Talks to revive JCPOA have been stalled since March

Iran Nuclear An inspector of the International Atomic Energy Agency sets up surveillance equipment, at the Uranium Conversion Facility of Iran, just outside the city of Isfahan, Iran, Aug. 8, 2005. Iran turned off two surveillance cameras of the United Nations' nuclear watchdog that monitored one of its atomic sites, state television reported Wednesday, June 8, 2022 | AP

Iran has said it will keep UN watchdog International Atomic Energy Agency's (IAEA) camera turned off until the 2015 JCPOA deal is restored, Tasnim news agency reported.

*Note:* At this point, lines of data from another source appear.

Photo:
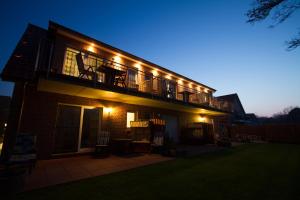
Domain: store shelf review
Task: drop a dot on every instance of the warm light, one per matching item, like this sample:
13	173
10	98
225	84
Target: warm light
202	119
107	110
154	72
117	59
168	76
130	118
91	48
138	66
199	89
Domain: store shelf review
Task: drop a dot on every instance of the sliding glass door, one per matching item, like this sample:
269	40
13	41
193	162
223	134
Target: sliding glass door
67	129
77	128
90	127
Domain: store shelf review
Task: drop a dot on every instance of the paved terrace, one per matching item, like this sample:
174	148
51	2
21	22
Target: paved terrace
63	170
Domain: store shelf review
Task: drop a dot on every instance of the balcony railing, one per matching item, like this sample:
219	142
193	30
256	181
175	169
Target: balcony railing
109	72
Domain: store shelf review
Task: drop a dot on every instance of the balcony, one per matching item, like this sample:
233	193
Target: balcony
113	74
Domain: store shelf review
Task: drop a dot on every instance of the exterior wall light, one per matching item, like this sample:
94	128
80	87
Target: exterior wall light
107	110
91	48
202	119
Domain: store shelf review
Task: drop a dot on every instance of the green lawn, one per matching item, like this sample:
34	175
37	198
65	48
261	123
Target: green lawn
255	171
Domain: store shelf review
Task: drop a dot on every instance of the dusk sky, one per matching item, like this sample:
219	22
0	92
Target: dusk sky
208	41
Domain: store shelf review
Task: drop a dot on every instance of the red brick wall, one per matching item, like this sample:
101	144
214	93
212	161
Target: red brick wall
40	108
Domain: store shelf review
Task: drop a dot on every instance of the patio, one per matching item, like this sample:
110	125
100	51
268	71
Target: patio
63	170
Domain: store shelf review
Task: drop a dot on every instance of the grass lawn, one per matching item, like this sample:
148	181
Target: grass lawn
255	171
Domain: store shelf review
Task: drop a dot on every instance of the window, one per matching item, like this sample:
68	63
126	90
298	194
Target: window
70	65
132	78
130	117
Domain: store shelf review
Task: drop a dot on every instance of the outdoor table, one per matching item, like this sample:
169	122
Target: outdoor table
110	74
141	146
185	95
121	146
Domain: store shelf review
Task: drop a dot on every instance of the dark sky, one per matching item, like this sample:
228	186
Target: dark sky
207	41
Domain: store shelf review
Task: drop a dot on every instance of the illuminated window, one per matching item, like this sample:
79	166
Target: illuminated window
132	78
130	117
70	65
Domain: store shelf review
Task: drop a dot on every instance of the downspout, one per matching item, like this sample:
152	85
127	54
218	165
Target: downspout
22	106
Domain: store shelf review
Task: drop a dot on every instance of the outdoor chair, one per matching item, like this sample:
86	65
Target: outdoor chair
120	79
24	152
102	148
83	72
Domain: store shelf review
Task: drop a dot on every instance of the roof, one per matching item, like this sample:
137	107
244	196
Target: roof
232	98
21	64
56	26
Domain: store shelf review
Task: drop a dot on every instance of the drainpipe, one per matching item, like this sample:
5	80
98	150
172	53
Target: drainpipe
22	106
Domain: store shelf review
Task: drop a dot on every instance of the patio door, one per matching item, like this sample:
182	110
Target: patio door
171	126
91	122
77	128
67	129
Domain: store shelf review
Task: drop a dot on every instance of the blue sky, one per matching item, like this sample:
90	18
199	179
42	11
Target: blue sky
208	41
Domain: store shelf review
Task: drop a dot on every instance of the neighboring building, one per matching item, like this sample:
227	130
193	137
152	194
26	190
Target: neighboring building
232	102
69	86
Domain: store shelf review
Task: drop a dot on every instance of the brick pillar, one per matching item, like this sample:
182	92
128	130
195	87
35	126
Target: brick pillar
13	121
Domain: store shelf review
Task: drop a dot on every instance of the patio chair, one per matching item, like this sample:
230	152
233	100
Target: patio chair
102	148
83	72
24	152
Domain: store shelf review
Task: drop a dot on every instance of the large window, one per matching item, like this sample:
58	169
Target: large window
132	78
70	65
130	117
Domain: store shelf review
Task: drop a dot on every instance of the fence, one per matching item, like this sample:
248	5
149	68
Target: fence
283	133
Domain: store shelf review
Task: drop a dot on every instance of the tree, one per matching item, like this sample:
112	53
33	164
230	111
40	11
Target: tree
280	11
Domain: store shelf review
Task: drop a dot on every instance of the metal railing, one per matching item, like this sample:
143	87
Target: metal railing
137	80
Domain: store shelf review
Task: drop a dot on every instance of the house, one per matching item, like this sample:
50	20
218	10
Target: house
69	86
232	102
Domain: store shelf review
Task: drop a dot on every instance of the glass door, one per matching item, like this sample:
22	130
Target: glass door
91	119
67	129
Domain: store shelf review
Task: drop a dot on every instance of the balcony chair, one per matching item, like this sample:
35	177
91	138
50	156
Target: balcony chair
83	72
120	79
102	148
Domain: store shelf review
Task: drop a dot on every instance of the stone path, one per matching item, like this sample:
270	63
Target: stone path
63	170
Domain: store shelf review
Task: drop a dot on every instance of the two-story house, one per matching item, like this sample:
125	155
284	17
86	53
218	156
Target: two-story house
69	86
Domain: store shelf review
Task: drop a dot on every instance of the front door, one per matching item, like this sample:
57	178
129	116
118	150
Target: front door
77	128
171	126
67	129
90	127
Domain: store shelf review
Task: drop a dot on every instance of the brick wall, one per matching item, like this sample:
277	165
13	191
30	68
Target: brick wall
40	110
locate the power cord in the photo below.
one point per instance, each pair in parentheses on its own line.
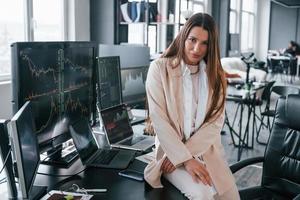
(47,156)
(6,158)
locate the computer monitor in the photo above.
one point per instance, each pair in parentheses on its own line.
(59,78)
(109,82)
(133,86)
(26,150)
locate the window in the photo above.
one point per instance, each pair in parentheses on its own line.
(247,30)
(242,20)
(234,11)
(42,21)
(48,28)
(11,30)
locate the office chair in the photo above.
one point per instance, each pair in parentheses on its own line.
(270,113)
(281,161)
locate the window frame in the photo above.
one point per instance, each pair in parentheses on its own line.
(29,30)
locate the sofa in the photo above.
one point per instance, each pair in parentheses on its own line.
(234,65)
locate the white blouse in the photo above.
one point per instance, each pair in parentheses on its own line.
(195,94)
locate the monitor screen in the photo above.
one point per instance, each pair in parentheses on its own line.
(58,77)
(83,139)
(109,81)
(116,123)
(25,147)
(133,85)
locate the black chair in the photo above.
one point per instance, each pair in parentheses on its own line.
(270,113)
(281,162)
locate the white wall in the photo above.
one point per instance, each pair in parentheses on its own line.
(262,29)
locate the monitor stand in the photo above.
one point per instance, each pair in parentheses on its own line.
(61,158)
(37,192)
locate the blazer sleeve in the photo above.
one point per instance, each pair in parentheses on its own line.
(169,139)
(206,136)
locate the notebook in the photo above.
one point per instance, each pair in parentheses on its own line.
(119,132)
(89,152)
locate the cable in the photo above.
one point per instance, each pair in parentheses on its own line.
(3,181)
(6,158)
(61,175)
(47,156)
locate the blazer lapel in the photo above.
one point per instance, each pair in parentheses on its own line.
(176,92)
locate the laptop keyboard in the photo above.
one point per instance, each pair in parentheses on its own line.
(105,156)
(133,140)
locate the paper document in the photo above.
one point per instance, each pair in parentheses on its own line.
(57,195)
(146,158)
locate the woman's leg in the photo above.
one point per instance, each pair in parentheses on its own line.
(183,181)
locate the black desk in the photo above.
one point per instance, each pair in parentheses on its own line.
(96,178)
(118,187)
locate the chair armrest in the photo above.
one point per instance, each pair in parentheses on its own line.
(243,163)
(297,197)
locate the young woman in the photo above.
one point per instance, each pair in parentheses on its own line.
(186,97)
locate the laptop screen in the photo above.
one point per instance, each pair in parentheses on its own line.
(83,139)
(116,123)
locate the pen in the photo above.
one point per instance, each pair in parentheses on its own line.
(95,190)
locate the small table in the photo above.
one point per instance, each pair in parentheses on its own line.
(243,98)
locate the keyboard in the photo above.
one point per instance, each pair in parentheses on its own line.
(105,156)
(70,157)
(133,140)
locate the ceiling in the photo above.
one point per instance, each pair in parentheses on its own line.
(289,3)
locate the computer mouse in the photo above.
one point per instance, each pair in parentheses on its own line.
(238,86)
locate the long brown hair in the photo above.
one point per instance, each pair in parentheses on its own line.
(214,70)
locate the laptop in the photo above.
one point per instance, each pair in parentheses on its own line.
(91,155)
(119,132)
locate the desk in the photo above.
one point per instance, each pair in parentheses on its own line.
(118,187)
(248,99)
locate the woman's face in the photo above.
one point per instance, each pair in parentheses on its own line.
(195,45)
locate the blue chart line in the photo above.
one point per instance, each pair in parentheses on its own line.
(37,71)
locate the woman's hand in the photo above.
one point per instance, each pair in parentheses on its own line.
(198,171)
(167,166)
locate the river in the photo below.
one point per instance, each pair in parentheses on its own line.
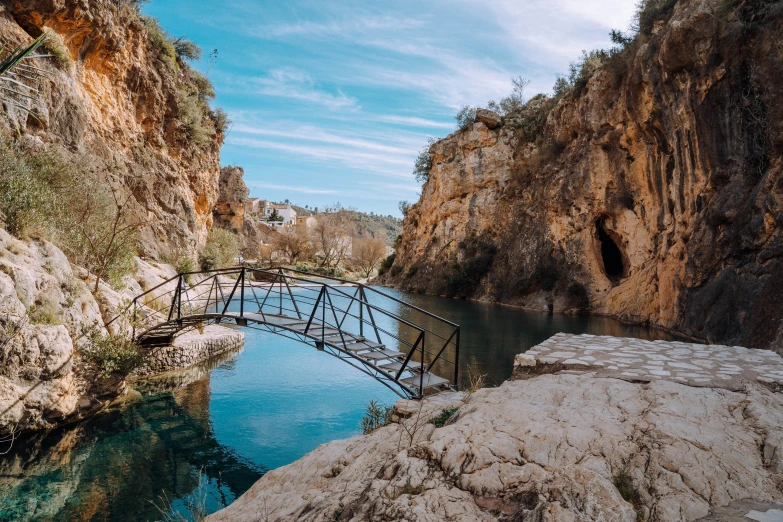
(200,438)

The country's Atomic Energy Organization said on Monday that it had removed IAEA equipment including 27 cameras installed in 2015 under the pact with world powers. 

“We will not turn on the IAEA cameras until the other side returns to the nuclear deal,” Iranian nuclear chief Mohammad Eslami told Reuters. 

France's President Emmanuel Macron on Sunday "expressed his disappointment" at the lack of progress in the talks to revive the nuclear deal with Iran.  Macron on Saturday told his Iranian counterpart Ebrahim Raisi over the phone that reviving the 2015 nuclear deal was "still possible," DW reported.

Negotiations between Iran and other signees of the JCPOA pact have been stalled since March. The 2015 pact had imposed a curb on Iran's nuclear activities in return for lifting economic sanction. In 2018, the then US president Donald Trump pulled the US out of the deal and imposed tough economic sanctions on Iran.